1

I am new to Spark (using 1.1 version) and Scala .. I am converting my existing Hadoop MapReduce code to spark MR using Scala and bit lost.

I want my mapped RDD to be grouped by Key .. When i read online it's suggested that we should avoid groupByKey and use reducedByKey instead.. but when I apply reduceBykey I am not getting list of values for given key as expected by my code =>Ex.

val rdd = sc.parallelize(List(("k1", "v11"), ("k1", "v21"), ("k2", "v21"), ("k2", "v22"), ("k3", "v31") ))

My "values" for actual task are huge, having 300 plus columns in key-values pair And when I will do group by on common key it will result in shuffle which i want to avoid.

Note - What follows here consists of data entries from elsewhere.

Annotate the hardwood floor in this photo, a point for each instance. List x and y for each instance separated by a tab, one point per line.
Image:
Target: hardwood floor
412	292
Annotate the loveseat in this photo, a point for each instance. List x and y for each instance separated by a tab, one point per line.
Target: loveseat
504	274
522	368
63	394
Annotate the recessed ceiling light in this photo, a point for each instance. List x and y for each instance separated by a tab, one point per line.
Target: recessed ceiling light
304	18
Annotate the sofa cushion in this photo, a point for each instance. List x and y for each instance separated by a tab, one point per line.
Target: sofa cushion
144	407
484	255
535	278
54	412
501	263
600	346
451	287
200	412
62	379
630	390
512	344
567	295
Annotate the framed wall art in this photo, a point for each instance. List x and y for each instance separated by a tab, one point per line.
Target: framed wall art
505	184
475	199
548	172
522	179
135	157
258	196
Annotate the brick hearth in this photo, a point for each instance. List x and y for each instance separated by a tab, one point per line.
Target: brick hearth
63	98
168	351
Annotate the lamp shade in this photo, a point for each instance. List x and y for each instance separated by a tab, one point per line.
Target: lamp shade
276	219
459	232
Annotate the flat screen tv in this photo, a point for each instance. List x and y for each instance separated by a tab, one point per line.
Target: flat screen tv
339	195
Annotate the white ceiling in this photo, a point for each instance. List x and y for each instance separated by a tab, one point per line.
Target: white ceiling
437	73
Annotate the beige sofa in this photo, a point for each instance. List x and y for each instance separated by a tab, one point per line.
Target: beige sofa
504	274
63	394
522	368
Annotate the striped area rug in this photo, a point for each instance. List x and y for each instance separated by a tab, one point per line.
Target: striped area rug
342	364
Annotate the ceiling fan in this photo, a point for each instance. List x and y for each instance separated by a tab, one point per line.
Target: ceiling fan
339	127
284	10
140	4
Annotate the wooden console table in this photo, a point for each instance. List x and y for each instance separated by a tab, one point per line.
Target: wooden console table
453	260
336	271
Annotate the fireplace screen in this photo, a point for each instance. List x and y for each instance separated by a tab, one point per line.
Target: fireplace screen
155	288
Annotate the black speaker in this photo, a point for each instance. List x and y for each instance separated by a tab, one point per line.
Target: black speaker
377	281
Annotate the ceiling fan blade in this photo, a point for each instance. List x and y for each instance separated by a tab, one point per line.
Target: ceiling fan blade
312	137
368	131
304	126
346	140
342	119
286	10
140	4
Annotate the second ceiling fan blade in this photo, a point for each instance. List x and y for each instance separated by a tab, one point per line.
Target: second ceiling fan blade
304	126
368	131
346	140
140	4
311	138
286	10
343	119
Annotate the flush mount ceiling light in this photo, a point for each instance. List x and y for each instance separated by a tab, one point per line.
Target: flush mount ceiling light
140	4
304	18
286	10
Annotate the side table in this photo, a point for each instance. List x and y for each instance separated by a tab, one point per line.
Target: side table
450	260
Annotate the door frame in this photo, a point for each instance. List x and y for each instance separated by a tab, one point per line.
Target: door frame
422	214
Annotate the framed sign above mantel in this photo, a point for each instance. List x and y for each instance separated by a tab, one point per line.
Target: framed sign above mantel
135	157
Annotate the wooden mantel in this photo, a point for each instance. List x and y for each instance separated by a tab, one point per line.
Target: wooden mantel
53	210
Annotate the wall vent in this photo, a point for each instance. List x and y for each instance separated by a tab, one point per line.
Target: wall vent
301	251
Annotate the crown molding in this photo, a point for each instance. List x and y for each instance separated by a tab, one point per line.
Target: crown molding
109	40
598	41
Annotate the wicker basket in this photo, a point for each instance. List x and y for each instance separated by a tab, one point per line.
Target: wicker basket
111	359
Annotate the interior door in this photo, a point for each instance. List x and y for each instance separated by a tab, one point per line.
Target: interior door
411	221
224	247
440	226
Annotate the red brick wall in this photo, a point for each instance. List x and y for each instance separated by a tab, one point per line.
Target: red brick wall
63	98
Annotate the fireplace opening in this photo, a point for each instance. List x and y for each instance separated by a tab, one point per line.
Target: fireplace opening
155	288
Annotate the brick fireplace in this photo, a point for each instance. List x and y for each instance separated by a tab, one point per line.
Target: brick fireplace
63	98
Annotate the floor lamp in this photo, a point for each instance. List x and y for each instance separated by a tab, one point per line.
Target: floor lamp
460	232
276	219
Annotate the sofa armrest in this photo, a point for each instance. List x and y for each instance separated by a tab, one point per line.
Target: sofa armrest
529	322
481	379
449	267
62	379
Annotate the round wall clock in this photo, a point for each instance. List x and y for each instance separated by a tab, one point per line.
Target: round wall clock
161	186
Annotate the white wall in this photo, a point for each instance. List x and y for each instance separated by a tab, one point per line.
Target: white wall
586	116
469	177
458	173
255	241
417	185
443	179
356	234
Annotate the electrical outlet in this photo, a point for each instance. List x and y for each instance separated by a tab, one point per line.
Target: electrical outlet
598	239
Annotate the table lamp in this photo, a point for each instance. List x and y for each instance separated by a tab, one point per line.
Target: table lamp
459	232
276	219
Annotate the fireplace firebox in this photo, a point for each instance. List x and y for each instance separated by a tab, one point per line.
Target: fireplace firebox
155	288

I want something like this as o/p (key, List OR Array of values) from my mapped RDD =>

rdd.groupByKey()

which gives me following Output

(k3,ArrayBuffer(v31))
(k2,ArrayBuffer(v21, v22))
(k1,ArrayBuffer(v11, v21))

But when I use

rdd.reduceByKey((x,y) => x+y)

I get values connected together like following- If pipe('|') or some other breakable character( (k2,v21|v22) ) would have been there my problem would have been little bit solved but still having list would be great for good coding practice

(k3,v31)
(k2,v21v22)
(k1,v11v21)

Please help

Yogesh
  • 191
  • 1
  • 2
  • 12
  • You can follow this link to view exact implementation [https://stackoverflow.com/questions/27002161/reduce-a-key-value-pair-into-a-key-list-pair-with-apache-spark](https://stackoverflow.com/questions/27002161/reduce-a-key-value-pair-into-a-key-list-pair-with-apache-spark) – Atul Singh Dec 01 '18 at 09:53

1 Answers1

0

If you refer the spark documentation http://spark.apache.org/docs/latest/programming-guide.html

For groupByKey It says “When called on a dataset of (K, V) pairs, returns a dataset of (K, Iterable) pairs.” The Iterable keyword is very important over here, when you get the value as (v21, v22) it’s iterable.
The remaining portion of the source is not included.